La legge elettorale,   il peronismo fiorentino

Sarà pure vero che alla stragrande maggioranza dei cittadini non interessa un bel nulla del dibattito tra le forze politiche sulla riforma elettorale e sulle riforme costituzionali.

Chi ha i problemi non solo del fine mese ma anche dell’inizio perché non ha lavoro o perché ha una pensione insufficiente o perché è talmente subissato di tasse da non poter far altro che rincorrere disperatamente le scadenze, se ne infischia altamente del “Patto del Nazareno”, del premio alla lista o alla coalizione, del Senato che muore e della sua imitazione al ribasso che si tenta di costruire.

Ma attenzione a non trasformare questa banale considerazione sulle priorità che interessano gli italiani piegati dalla crisi in una retorica ripetitiva, che trasforma le questioni politiche ed istituzionali in vicende inutili e fuorvianti che riguardano solo ed esclusivamente la casta. Perché la ripulsa e la condanna alimentate dalla vulgata dell’antipolitica si traducono in una delega ottusa ed in bianco proprio a quella casta che si repelle e si rifiuta.

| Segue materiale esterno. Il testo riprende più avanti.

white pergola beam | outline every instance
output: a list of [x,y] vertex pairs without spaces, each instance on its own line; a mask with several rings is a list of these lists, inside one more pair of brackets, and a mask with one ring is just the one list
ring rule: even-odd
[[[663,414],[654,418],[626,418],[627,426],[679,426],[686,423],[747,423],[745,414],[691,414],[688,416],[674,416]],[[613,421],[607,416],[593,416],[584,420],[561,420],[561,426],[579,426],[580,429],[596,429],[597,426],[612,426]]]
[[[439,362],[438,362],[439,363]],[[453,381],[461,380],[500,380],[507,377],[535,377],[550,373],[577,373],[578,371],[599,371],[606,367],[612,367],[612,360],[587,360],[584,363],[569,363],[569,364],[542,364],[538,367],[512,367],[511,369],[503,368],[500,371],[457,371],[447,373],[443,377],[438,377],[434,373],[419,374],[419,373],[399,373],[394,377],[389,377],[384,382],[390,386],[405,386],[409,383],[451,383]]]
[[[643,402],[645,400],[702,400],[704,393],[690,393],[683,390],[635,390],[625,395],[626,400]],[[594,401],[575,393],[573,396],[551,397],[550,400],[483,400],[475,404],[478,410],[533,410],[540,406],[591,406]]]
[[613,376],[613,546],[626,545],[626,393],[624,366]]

E la delega non si esaurisce in un disimpegno passivo ma si trasforma in una indiretta autorizzazione a chi all’interno della classe politica pretende di imporre le proprie scelte disegnando riforme sulla base della proprie esclusive esigenze. Un fenomeno del genere è già stato vissuto in passato nel nostro Paese. Il ricordo della riforma elettorale realizzata dalla “Legge Acerbo” imposta da un fascismo ancora non trasformato in regime è totalmente sbiadito. Ma la retorica sul disinteresse del Paese per le alchimie della politica, che aiutò Mussolini a realizzare la riforma su cui poggiarono le basi del regime autoritario, è molto simile a quella del tempo presente. Ed il rischio che questa ondata di ripulsa popolare finisca per diventare una delega in bianco per una deriva autoritaria è più concreto che mai. L’ultima versione della legge elettorale, che Matteo Renzi vuole ora far approvare ad ogni costo approfittando del disinteresse dell’opinione pubblica, è una Legge Acerbo mille volte più pericolosa di quella originale. Perché favorisce da un lato la parcellizzazione delle opposizioni attraverso la soglia minima del tre per cento fatta apposta, insieme alle candidature plurime ed alle preferenze, per alimentare l’istinto di sopravvivenza e gli egoismi personali dei piccoli leader. E, soprattutto, perché attraverso un premio di maggioranza spropositato in favore della lista che supera il quaranta per cento o esce vincitrice in un ballottaggio normalmente disertato da una larga fetta di elettori, consente ad una minoranza di diventare l’arbitro incontrastato dei destini del Paese. L’ultima versione renziana della legge elettorale, in sostanza, spiana la strada non ad un sistema bipolare e bipartitico fondato sul principio dell’alternanza democratica, ma ad un sistema monopartitico che porta inevitabilmente ad un’involuzione autoritaria del sistema istituzionale.

È possibile che il Premier possa cambiare idea ancora una volta e tornare dallo schema del monopartito circondato da cespugli ininfluenti a quello bipolare o bipartito dell’alternanza. Ma è assolutamente certo che se riesce ad imporre la sua versione attuale, il pericolo della nascita di un regime renziano teso a ripetere l’esperienza fascista della risposta autoritaria ed antidemocratica alla crisi diventa una drammatica realtà.

Non tranquillizza sapere che Renzi non ha nulla di Mussolini. La storia non si ripete mai in maniera identica. Inquieta, semmai, registrare che il leaderismo dell’attuale Presidente del Consiglio ha molti tratti in comune con il peronismo dell’imitatore argentino del dittatore nostrano. E di un peronismo alla fiorentina, con tanto di Evita nella versione casareccia data dalla Boschi, se ne farebbe volentieri a meno!